First-in-Human (FIH) Trial of GEN3009 in Subjects With Relapsed or Refractory B-Cell Non-Hodgkin Lymphomas

Chronic Lymphocytic Leukemia Clinical Trial

Official title:

Safety and Efficacy of GEN3009 (DuoHexaBody®-CD37) in Relapsed or Refractory B-Cell Non-Hodgkin Lymphoma - A First-in-Human, Open-label, Phase 1/2a Dose Escalation Trial With Dose Expansion Cohorts

Clinical Trial Details — Status: Terminated

Administrative data

• NCT number: NCT04358458
• Other study ID #: GCT3009-01
• Secondary ID: 2019-002752-16NL
• Status: Terminated
• Phase: Phase 1/Phase 2
• Start date: March 24, 2020
• Est. completion date: July 28, 2023

Study information

• Verified date: September 2023
• Source: Genmab
• Contact: n/a
• Is FDA regulated: No
• Study type: Interventional

Clinical Trial Summary

The drug that will be investigated in the study is an antibody, GEN3009. Since this is the first study of GEN3009 in humans, the main purpose is to evaluate safety. Besides safety, the study will determine the recommended GEN3009 dose to be tested in a larger group of patients and assess preliminary clinical activity of GEN3009. GEN3009 will be studied in a broad group of cancer patients, having different kinds of lymphomas. All patients will get GEN3009 either as a single treatment (monotherapy) or in combination with another antibody-candidate for treatment of cancer in the blood. The study consists of two parts: Part 1 tests increasing doses of GEN3009 ("escalation"), followed by Part 2 which tests the recommended GEN3009 dose from Part 1 ("expansion").

Description:

This trial will be conducted in 2 parts: Part 1 (Dose Escalation) and Part 2 (Dose Expansion). All subjects in Part 1 will receive GEN3009, administered at various dose levels in 28-day cycles. Dose Limiting Toxicity (DLT) will be assessed during the first treatment cycle of Part 1 and the Maximum Tolerated Dose (MTD) and/or Recommended phase 2 dose (RP2D) will be identified.

Subjects in Part 2 will be treated with the Part 1-defined RP2D of GEN3009. Some subjects will receive GEN3009 in combination of a fixed dose of another antibody-candidate. Subjects in Part 2 are assigned either to one of 3 groups: Part 2 Monotherapy (hereafter referred to as 'Part 2A'), Part 2 Combination Safety Run-in ('Part2B') or Part 2 Combination ('Part2C').

Various types of B-cell NHLs are studied, including diffuse large B cell lymphoma (DLBCL), high-grade B cell lymphoma (HGBCL), mantle cell lymphoma (MCL), primary mediastinal large B-cell lymphoma (PMBCL), follicular lymphoma (FL), marginal zone lymphoma (MZL) and chronic lymphocytic leukemia/small lymphocytic lymphoma (CLL/SLL).

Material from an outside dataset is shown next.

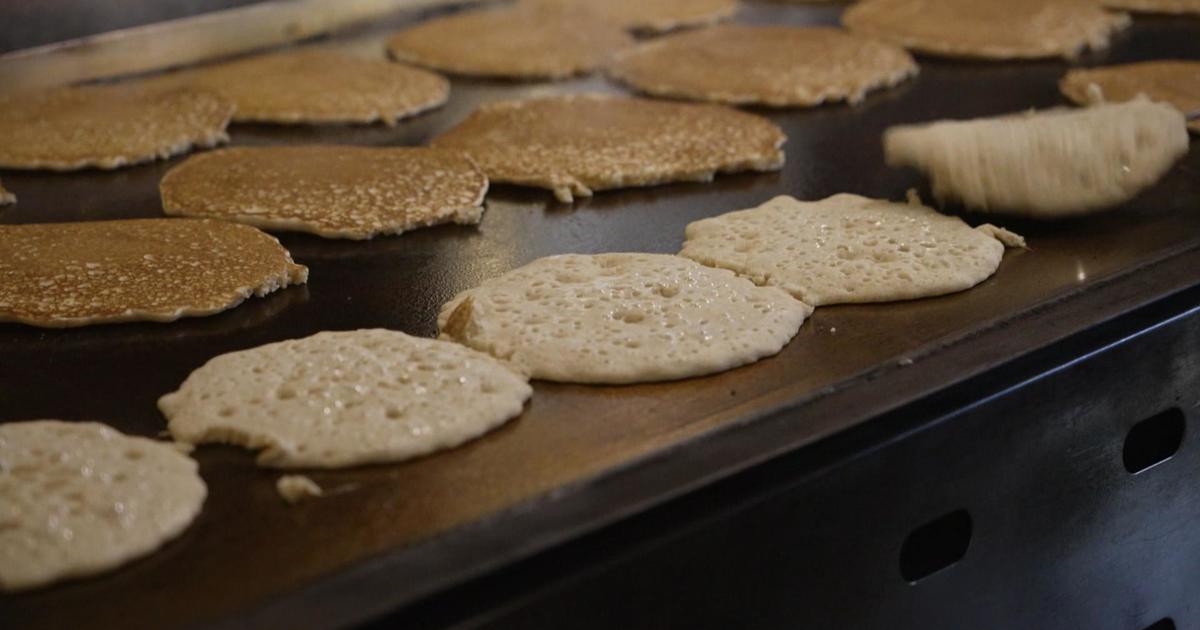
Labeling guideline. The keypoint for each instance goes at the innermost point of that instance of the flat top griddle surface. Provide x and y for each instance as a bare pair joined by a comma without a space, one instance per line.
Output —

Recruitment information / eligibility

• Status: Terminated
• Enrollment: 46
• Est. completion date: July 28, 2023
• Est. primary completion date: November 21, 2022
• Accepts healthy volunteers: No
• Gender: All
• Age group: 18 Years and older

Eligibility

Key Inclusion Criteria:

1. Be at least 18 years of age.

2. Must sign an informed consent form prior to any screening procedures.

3. Dose Escalation: Has histologically or cytologically confirmed relapsed and/or refractory B-cell NHL with no available standard therapy or is not a candidate for available standard therapy, and for whom, in the opinion of the investigator, the experimental therapy may be beneficial. All subjects must have received at least two prior lines of systemic therapy.

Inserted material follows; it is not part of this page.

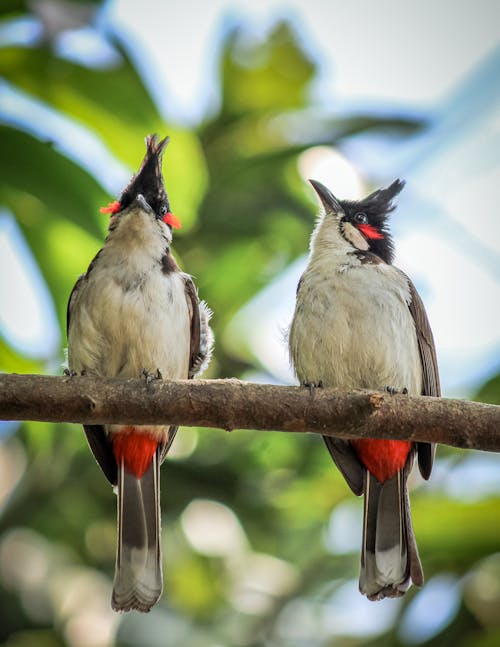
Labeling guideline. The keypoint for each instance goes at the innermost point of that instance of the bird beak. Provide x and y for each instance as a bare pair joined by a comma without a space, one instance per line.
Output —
328,200
140,202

Dose Expansion: Has histologically or cytologically confirmed relapsed or refractory B-cell NHL. All subjects must have received at least 2 prior lines of systemic therapy, and,

1. For FL and DLBCL, at least 1 of the 2 prior lines of treatment must have been a CD20 containing systemic regimen;

2. For CLL, subjects must have received at least one prior line of BTK inhibitor or BCL 2 inhibitor.

4. Has one of the eligible subtypes of B-cell NHL :

Dose Escalation: (DLBCL, HGBCL, PMBCL, FL, MCL, MZL, SLL, or CLL). Dose Expansion:

(DLBCL, FL, CLL)

5. Has measurable disease for B-cell NHL or has active disease for Chronic Lymphocytic Leukemia (CLL).

6. Eastern Cooperative Oncology Group (ECOG) performance status of 0-1.

7. Has adequate hepatic, renal, and bone marrow functions.

8. Before the first dose of GEN3009, during the trial, and for 12 months after the last dose of GEN3009 and/or the combination, a woman must be either not of childbearing potential or of childbearing potential and practicing a highly effective method of birth control, and must have a negative serum beta-human chorionic gonadotropin (beta-hCG) and urine pregnancy test at screening.

9. A man who is sexually active with a woman of childbearing potential and has not had a vasectomy must agree to use a barrier method of birth control.

10. Subjects must have a life expectancy of at least 3 months.

Key Exclusion Criteria:

1. Prior treatment with a CD37-targeting agent.

2. Prior allogeneic Hematopoietic Stem Cell Transplantation (HSCT).

3. Prior treatment with a CD3xCD20 bispecific antibody (Combination Expansion cohort only).

4. Autologous HSCT within 3 months before the first dose of GEN3009.

5. Lymphomas leukemic phase: high absolute lymphocyte count or the presence of abnormal cells in the peripheral blood indicating circulating lymphoma cells.

6. Treatment with an anti-cancer biologic including anti-CD20 therapy, radio-conjugated or toxin-conjugated antibody or chimeric antigen receptor (CAR) T-cell therapy within 4 weeks or 5 half-lives, whichever is shorter, before the first dose of GEN3009. Treatment with small molecules such as BTK inhibitors, BCL2 inhibitors, or PI3K inhibitors within 5 half-lives prior to the first dose of GEN3009.

7. Chemotherapy or radiation therapy within 2 weeks of the first dose of GEN3009.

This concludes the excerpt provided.